Nomear é desconhecer

José Oceli

Lacan diz que o “não” não é uma simples segunda invenção.  Mostra que “o momento da primeira conjugação de uma emissão vocal com um signo” tem a ver com o não. Lacan pergunta: “o que há de mais destruído e apagado que um objeto?”. O objeto, para ser objeto, está perdido e separado das palavras, para se constituir objeto.

“Se é do objeto que o traço emerge, é algo do objeto que o traço retém: precisamente sua singularidade”. O traço como consequência do apagamento do objeto. O traço retém algo do objeto.

A primeira nomeação seria como dizer um não à coisa em si: a afirmação da coisa é simultânea à sua negação (afirmar é negar). Lacan diz que A não é A. B não é “bê”. As letras não são os fonemas. Nesse sentido, o ato de falar, por si só, e como um todo, seria inconsciente?

Lacan fala da relação do objeto ao nascimento de algo que se chama o signo.

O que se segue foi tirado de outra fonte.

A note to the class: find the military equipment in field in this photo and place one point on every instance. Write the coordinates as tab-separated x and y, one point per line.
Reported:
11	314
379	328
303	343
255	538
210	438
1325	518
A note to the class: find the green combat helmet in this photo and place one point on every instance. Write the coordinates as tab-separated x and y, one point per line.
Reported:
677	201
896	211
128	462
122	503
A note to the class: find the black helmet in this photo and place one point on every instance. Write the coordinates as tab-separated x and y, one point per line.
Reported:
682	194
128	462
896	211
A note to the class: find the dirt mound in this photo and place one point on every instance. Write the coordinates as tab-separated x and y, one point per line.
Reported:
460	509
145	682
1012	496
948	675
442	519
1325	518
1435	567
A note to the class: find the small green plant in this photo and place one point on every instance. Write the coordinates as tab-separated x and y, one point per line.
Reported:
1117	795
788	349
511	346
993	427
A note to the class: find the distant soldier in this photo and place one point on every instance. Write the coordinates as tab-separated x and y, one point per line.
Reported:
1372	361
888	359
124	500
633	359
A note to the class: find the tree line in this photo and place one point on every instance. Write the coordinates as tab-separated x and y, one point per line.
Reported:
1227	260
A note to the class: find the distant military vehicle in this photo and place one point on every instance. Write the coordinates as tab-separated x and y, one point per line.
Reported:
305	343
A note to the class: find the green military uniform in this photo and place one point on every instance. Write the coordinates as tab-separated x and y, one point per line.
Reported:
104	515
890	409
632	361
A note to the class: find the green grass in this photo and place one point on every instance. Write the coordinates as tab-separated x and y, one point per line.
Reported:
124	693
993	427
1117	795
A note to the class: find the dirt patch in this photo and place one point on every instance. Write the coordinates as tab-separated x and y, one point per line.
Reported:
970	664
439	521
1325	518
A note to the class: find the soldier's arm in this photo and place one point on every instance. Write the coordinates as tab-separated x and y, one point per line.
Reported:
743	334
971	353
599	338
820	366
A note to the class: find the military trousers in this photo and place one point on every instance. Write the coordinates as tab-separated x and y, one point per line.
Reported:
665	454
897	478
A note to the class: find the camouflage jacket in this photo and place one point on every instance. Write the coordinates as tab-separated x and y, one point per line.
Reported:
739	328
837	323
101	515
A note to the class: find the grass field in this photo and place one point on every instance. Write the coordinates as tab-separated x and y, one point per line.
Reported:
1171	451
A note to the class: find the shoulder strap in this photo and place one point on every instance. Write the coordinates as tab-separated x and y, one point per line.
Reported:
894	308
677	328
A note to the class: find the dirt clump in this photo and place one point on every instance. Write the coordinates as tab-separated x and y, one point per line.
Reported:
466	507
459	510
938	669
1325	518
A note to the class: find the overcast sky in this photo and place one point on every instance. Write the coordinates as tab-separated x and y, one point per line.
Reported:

Objeto – traço – signo – escritura

“O momento em que alguma coisa está lá para ser lida, lida com a linguagem, quando ainda não existe escritura. E é pela inversão dessa relação, e dessa relação de leitura do signo, que pode nascer em seguida a escritura, na medida em que ela pode servir a conotar (ela, escritura) a fonematização”.

Talvez possa se pensar que a negação da coisa seria criar o próprio status de sua existência: nomear, com um nome que não é ela mesma. Além do mais, qual seria mesmo a necessidade de afirmar que algo é ou está, não fosse a inacessibilidade à coisa?

Nomear é desconhecer o objeto: faço relação com o objeto através de um nome, que, por sua vez, é fruto do ato retroativo de certificá-lo. A nomeação do objeto seria o próprio ato de refutá-lo, de desconhecê-lo, criando lugar para a destruição do objeto entre as letras. Entre letras que o acolhem e não dizem que lugar de objeto é no lugar de objeto. Há a precipitação da nomeação. Isso tem chamado muito a minha atenção.

Objeto e traço só podem gerar signo através do ato de fala que, após o desconhecimento da coisa e perda do objeto, pode ser lido como ato de alguém.  E o falante é causado no mesmo tempo da impossibilidade do objeto, mergulhando no que é palavra. E, assim, o ato de contar não seria um ato pessoal, mas de sujeito. Na origem, o desconhecimento.

Pergunto-me: o falante, no que se apoia, é identificado com o Significante que não está lá? Ou seja, o falante é identificado com o Significante que, por estar ausente, causa o enlace fonemático resultante entre objeto-traço-signo?

Lacan mostra que o nome próprio consegue enraizar o sujeito. O nome próprio seria um bilhete único que dá acesso a todo o parque? Algo que escapa da operação entre objeto e traço e que traz o signo? Algo que, de alguma forma, se desviaria do apagamento do objeto? Acho isso muito difícil

Isso me faz lembrar um pouco do esquema ótico e de que o sujeito (o sujeito) deve perder a si mesmo para o espelho: ele perde sua imagem para, em seguida, persegui-la. Enigma insolúvel. Pessoa e sujeito não podem se encontrar. Uma crueza, paradoxalmente cega e estampada, dessa perda que insiste em se fazer presente, intocada pelo tempo, apagada e tão presente…

Objeto – traço – signo – escritura – fonema – nome próprio – imagem.


 

*Texto escrito para a Intersecção, encontro de trabalho entre a AEPM e o Cartéis Lacanianos, realizado em maio de 2021, a partir das elaborações do Seminário IX: A identificação.